23:33 jli: If :gen-class is not supplied, when compiled only an

23:33 nsname__init.class will be generated.

23:33 amalloy: jli: well, marking main as gen-classed seems to resolve the issue

23:33 jli: whoot

23:34 or maybe :(

23:34 srid: has a version of clojure.contrib to fix "IllegalStateException: Can't dynamically bind non-dynamic var: clojure.contrib.pprint/*format-str*" in Clojure 1.3 been released?

23:34 amalloy: some of both

23:35 duck1123: just use clojure.pprint

23:35 * srid so I need to replace clojure-contrib with the respective sub-libraries

23:35 srid: how did /me get in there?

23:36 apparently it is one of the modules (lamina, aleph, compojure) that I am using which is relying on clojure.contrib.

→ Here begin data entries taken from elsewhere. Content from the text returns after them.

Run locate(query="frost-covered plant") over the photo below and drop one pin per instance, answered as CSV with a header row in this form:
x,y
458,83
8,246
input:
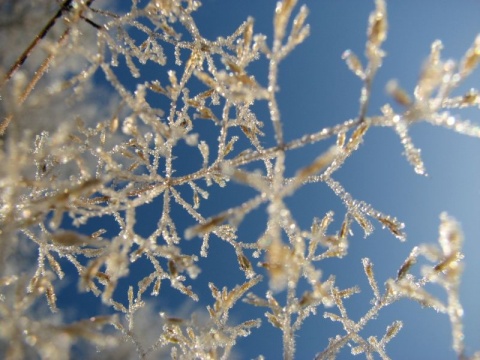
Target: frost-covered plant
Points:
x,y
131,95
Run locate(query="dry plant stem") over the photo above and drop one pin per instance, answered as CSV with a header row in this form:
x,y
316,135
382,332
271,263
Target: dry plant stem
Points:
x,y
110,162
44,66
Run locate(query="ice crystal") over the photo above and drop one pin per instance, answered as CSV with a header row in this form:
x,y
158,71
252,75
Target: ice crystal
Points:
x,y
73,187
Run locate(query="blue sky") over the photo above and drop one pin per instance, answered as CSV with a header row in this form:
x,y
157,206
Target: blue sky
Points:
x,y
318,90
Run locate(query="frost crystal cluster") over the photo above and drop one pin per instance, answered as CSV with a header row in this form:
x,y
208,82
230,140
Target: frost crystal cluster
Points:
x,y
108,108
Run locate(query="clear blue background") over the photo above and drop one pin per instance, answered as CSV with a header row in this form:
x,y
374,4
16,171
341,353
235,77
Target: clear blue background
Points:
x,y
317,90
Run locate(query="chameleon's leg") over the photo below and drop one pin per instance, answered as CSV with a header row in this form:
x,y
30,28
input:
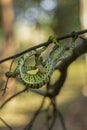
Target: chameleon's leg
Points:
x,y
70,52
54,39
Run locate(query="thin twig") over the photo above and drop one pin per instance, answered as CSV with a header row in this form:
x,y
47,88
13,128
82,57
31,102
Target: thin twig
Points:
x,y
8,126
29,126
18,93
43,44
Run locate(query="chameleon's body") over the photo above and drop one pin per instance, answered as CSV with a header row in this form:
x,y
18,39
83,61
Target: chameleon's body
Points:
x,y
41,78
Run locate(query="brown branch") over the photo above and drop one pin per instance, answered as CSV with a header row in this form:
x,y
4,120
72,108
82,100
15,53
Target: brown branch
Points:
x,y
30,124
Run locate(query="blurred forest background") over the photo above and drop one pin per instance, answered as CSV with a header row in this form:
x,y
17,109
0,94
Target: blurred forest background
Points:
x,y
25,23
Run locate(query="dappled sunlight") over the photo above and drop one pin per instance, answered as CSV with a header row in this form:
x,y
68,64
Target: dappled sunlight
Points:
x,y
23,106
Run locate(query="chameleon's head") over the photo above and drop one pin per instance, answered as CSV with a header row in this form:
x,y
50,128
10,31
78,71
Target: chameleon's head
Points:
x,y
9,74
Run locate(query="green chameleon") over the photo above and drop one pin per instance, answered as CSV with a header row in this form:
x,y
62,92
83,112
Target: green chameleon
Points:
x,y
41,78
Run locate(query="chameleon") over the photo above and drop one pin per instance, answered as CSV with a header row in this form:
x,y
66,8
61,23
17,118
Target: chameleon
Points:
x,y
41,78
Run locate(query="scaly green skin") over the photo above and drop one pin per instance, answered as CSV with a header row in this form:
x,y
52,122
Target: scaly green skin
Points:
x,y
41,78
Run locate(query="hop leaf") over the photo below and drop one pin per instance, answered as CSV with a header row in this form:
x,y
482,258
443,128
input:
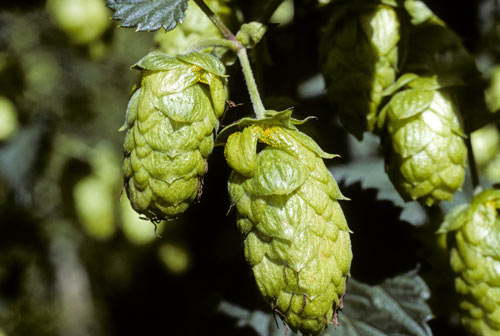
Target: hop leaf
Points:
x,y
424,148
195,28
148,15
474,247
171,120
296,237
359,56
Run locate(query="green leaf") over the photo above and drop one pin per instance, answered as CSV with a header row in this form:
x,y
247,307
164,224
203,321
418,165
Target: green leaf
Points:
x,y
149,15
395,307
369,170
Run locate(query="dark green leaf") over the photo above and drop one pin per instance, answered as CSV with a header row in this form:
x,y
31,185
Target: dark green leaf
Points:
x,y
369,170
149,15
395,307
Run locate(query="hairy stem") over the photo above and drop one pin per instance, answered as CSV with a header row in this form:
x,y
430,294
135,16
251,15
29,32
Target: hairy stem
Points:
x,y
270,9
251,85
214,43
472,164
240,51
216,20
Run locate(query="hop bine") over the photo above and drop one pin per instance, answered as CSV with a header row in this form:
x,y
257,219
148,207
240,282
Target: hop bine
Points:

23:36 * srid goes back to 1.2

23:36 amalloy: srsly. 1.3 is hard

23:36 duck1123: What I do is I place a global exclusions in my project for org.clojure/contrib and org.clojure/clojure-contrib and then go from there

23:36 srid: i hope it is not as bad as python3

23:37 amalloy: that's an interesting approach, duck1123

23:37 brehaut: srid: it seems unlikely that it will be that bad ;)

23:38 duck1123: it's a lot better than it used to be

23:38 The number of libraries I had to fix to get working has gone down a lot

23:40 brehaut: it looks like I'm just waiting for algo.monads 0.1.1 to appear in the mavens and necessary-evil should be 1.3 ready

23:42 duck1123: ok, I know technically you're not supposed to change anything after a release, but I released 0.1.0 of one of my libraries tonight before I realized that 1.3 was out. Since no one but me uses this library that I know of, do you think it's safe to fix it real quick, or should I do it right?

23:42 amalloy: duck1123: is that an exclusive-or? because i think it's safe to fix it, but you should do it right

23:43 duck1123: I'm going to fix it, I think. It's been like 4 hours

23:51 jli: clojure.set/union works on all collections

23:51 huh

23:53 gfredericks: yeah I found that really strange

23:53 jli: (reduce conj s1 s2), of course.